I’ve had some interesting problems along the way, most importantly that the Save As function isn’t reliable. Or rather, it doesn’t work with relative paths. If you want to save a file, but only enter a filename in the dialog, XMetaL says things like “File is read-only” or “File doesn’t exist”. A little investigating shows that the save component is unable to fill in the correct path to the file, and therefore cannot find the location. This problem is cured by entering a Windows-like path to the file, for example, D:myfile.xml. (Note that your home directory is D: in Wine.)

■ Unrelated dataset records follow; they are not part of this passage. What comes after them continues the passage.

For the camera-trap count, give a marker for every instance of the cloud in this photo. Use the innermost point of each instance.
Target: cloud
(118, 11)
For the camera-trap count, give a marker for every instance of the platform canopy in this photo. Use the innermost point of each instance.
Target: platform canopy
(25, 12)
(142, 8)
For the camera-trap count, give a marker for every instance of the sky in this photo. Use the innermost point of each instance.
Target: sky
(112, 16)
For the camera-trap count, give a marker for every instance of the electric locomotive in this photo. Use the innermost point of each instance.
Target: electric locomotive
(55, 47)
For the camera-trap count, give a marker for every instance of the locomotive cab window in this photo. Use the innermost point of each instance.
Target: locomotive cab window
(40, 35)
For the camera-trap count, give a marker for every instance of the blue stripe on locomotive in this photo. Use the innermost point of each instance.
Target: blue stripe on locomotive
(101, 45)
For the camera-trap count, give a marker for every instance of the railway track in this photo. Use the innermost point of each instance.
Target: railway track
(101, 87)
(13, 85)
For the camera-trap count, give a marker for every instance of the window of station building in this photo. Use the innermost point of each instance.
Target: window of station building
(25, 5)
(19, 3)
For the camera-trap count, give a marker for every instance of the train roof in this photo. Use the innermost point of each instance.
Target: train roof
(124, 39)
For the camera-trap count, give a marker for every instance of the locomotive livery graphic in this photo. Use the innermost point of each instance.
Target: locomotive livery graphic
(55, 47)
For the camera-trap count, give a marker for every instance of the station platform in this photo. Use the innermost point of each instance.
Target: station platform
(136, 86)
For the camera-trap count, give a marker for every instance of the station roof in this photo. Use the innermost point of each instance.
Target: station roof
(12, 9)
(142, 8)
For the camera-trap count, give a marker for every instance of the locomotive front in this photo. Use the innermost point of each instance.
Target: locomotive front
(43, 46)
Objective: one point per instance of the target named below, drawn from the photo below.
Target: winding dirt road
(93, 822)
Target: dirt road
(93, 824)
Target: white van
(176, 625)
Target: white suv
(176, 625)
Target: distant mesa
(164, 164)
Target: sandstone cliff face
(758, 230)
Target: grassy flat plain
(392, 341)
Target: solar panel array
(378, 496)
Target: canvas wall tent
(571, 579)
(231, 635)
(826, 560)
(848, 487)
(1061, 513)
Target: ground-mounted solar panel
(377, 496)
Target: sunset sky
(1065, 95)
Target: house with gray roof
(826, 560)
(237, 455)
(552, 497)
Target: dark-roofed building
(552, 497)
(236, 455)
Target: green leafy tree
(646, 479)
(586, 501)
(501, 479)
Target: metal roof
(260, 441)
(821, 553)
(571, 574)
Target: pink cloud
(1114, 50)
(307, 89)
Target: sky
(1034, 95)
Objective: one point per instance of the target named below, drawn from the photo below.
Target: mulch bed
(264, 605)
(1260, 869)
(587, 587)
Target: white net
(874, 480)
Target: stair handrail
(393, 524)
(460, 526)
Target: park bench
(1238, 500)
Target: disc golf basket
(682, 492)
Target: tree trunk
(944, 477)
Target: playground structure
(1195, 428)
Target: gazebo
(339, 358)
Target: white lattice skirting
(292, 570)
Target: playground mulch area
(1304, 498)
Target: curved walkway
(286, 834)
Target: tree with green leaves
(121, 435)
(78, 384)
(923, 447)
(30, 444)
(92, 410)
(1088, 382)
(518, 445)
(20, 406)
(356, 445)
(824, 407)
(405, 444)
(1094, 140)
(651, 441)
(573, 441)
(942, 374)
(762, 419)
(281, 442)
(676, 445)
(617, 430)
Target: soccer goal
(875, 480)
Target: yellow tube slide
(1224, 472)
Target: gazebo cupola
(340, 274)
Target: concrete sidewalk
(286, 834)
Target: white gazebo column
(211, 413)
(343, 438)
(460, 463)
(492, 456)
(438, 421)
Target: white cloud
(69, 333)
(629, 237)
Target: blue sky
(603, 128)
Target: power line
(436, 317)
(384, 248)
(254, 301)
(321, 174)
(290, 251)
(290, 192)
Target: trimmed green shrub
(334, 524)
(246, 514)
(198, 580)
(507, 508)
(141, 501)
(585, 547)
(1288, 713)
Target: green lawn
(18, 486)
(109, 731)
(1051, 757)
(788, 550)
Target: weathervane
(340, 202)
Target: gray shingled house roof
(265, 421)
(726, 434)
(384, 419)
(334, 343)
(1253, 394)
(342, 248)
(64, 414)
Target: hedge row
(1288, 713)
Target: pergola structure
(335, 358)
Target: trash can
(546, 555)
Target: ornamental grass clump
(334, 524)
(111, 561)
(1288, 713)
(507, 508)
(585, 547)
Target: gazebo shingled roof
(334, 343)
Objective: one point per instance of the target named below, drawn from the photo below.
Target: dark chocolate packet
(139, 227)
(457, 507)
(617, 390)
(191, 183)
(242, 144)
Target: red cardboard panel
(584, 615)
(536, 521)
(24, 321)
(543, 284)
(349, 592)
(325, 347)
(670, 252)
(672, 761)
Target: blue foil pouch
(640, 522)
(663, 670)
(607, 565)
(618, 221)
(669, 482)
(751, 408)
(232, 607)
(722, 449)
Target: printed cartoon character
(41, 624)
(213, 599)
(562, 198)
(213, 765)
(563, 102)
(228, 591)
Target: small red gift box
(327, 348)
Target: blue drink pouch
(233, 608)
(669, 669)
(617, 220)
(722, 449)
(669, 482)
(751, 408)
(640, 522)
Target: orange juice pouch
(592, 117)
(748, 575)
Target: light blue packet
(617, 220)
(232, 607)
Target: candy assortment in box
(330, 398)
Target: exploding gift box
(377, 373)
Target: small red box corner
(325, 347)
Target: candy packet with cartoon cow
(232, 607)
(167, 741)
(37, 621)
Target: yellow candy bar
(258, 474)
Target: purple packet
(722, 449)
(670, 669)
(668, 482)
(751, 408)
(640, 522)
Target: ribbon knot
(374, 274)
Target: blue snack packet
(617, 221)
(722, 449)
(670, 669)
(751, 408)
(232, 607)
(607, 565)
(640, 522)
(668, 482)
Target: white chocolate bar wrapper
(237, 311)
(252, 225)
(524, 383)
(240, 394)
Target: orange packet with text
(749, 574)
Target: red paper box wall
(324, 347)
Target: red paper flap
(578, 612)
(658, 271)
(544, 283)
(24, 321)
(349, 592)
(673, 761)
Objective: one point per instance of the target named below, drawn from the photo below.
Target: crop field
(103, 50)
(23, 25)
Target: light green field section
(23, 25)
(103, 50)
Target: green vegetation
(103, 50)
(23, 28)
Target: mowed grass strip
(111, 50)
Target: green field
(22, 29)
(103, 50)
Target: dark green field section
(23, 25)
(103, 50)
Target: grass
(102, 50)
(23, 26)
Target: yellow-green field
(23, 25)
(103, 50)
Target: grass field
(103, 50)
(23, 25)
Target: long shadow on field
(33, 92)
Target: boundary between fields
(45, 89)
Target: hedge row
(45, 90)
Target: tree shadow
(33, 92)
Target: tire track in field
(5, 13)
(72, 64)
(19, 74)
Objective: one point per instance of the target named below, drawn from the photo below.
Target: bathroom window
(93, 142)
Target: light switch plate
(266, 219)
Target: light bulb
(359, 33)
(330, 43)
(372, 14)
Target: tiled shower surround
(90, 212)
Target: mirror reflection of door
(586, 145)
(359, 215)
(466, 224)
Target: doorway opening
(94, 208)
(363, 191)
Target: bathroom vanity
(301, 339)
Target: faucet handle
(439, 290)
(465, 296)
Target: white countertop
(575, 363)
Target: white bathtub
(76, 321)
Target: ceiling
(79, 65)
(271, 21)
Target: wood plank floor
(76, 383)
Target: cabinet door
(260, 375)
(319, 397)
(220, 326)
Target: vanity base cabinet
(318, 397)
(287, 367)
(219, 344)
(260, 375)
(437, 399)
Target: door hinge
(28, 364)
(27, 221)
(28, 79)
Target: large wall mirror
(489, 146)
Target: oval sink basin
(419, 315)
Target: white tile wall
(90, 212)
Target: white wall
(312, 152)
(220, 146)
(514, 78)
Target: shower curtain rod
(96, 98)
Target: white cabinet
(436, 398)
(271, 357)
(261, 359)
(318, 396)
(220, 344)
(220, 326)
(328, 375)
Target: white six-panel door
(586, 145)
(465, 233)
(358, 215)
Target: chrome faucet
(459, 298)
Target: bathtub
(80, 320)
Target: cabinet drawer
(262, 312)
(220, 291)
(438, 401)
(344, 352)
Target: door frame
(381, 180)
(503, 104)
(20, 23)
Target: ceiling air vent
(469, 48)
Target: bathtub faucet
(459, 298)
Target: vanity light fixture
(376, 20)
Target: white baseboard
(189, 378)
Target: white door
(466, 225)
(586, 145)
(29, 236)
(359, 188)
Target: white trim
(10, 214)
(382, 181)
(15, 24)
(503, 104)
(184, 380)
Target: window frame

The absolute path problem can be a character encoding problem (for example, the save component could very well use some weird Windows keymap scheme instead of pure Unicode; XMetaL is supposed to run on Windows 98, an OS not known for its Unicode capabilities) but there are other variables in the equation, too. For one, I suspect that Wine’s file path translation also matters.
A lesser, but still annoying, problem is that a saved XMetaL window size (when starting the application) doesn’t work at all if you’ve set Wine to Windows 98 mode. It works more often in Windows 2000 or XP modes, but not every time, which I don’t understand at all. Also, XMetaL forgets the view mode (tag view, normal view, etc), for some reason, not necessarily the same.
On the other hand, I’ve successfully been able to use (most parts of) X4, an XMetaL authoring environment that we developed at Information & Media a few years ago. This is good news since while I can live with writing in OpenOffice, it doesn’t beat a real XML editor with a decent authoring DTD and environment.
I expect that Wine 1.0, when out, can solve some of the current problems. I’ll keep you posted.